俺がそのこと知ったのはずいぶんたってからだった。昼飯で食堂行ったら、練習中に寮に電話があったっていう伝言。
それで、家にかけたら、
「ともかく帰ってこい」
って、兄貴。
こういうことって珍しいから、俺も、
「おふくろが急に倒れたそうなんで」
って、嘘ついて帰った。
言わなきゃよかったね、そんなこと。本当におふくろったら、元気ないの。親父のこと愛してたのかしら。
兄貴がわざわざ俺のこと呼んだのも、おふくろのためだった。
「それじゃなきゃ、おまえがいたってしょうがないしな」
って、まあ、そりゃそうだろうけど、そんなにはっきり言わなくたって。
で、バタバタしてたら、夕方になってデモ隊がきたの。
住民運動っていうやつ。
頭のハゲたおっちゃんとか、きつそうなメガネかけたおばちゃんとかが、そろいのタスキして、うちの下でスピーカーで叫ぶ。
「わたしたちの街に、暴力団は認めないぞお」
「暴力団は出ていけえ」
って。
こんどの引越すはずだったとこの、町内会だとかなんだとかのグループらしいんだけど、出てくったって、どこ行ったらいいのよ。家、建てさせてくんないんだから。

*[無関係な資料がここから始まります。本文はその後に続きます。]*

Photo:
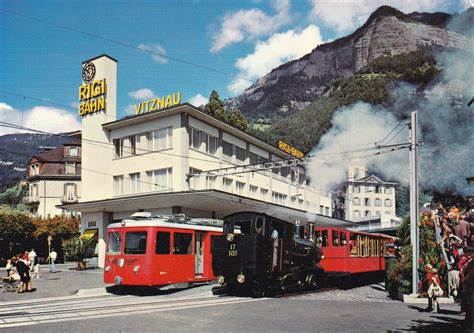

だいたい、うちみたいなテキヤがいなくなったら、お祭りは、どうすんだって言いたいね。つまんないでしょ、夜店がなかったら。ひとが集まんないぜ、絶対。
それに、兄貴の「安売り大魔王」で、五個一〇〇円のティッシュも買えなくなっちゃうでしょおが。わかってんのかね。
俺、窓からうるせえって怒鳴って、ションベンでもかけてやりたかったけど、読まれてるのよねえ。
「今日のとこはおとなしくしてろ」
って、前もって兄貴に釘《くぎ》さされてたの。
それで、安さんが代表っていうことで、うやうやしくデモ隊から要求書とかいうのもらってきた。
デモ隊には、市役所の職員や私服の警察官がつきそってる。おまえら、そんなに暇なの?
最後に、また、
「暴力団は出ていけえ」
ってみんなで声合わせて叫んでから、嬉《うれ》しそうに帰ってくんだけど、俺、ちょっと、あきれたね。
テキヤはたしかに品のいいことばっかりしてるはずないけど、反対するにしたって、今日は親父が逮捕された日じゃないの。
武士の情け、っていうやつもないのかねえ。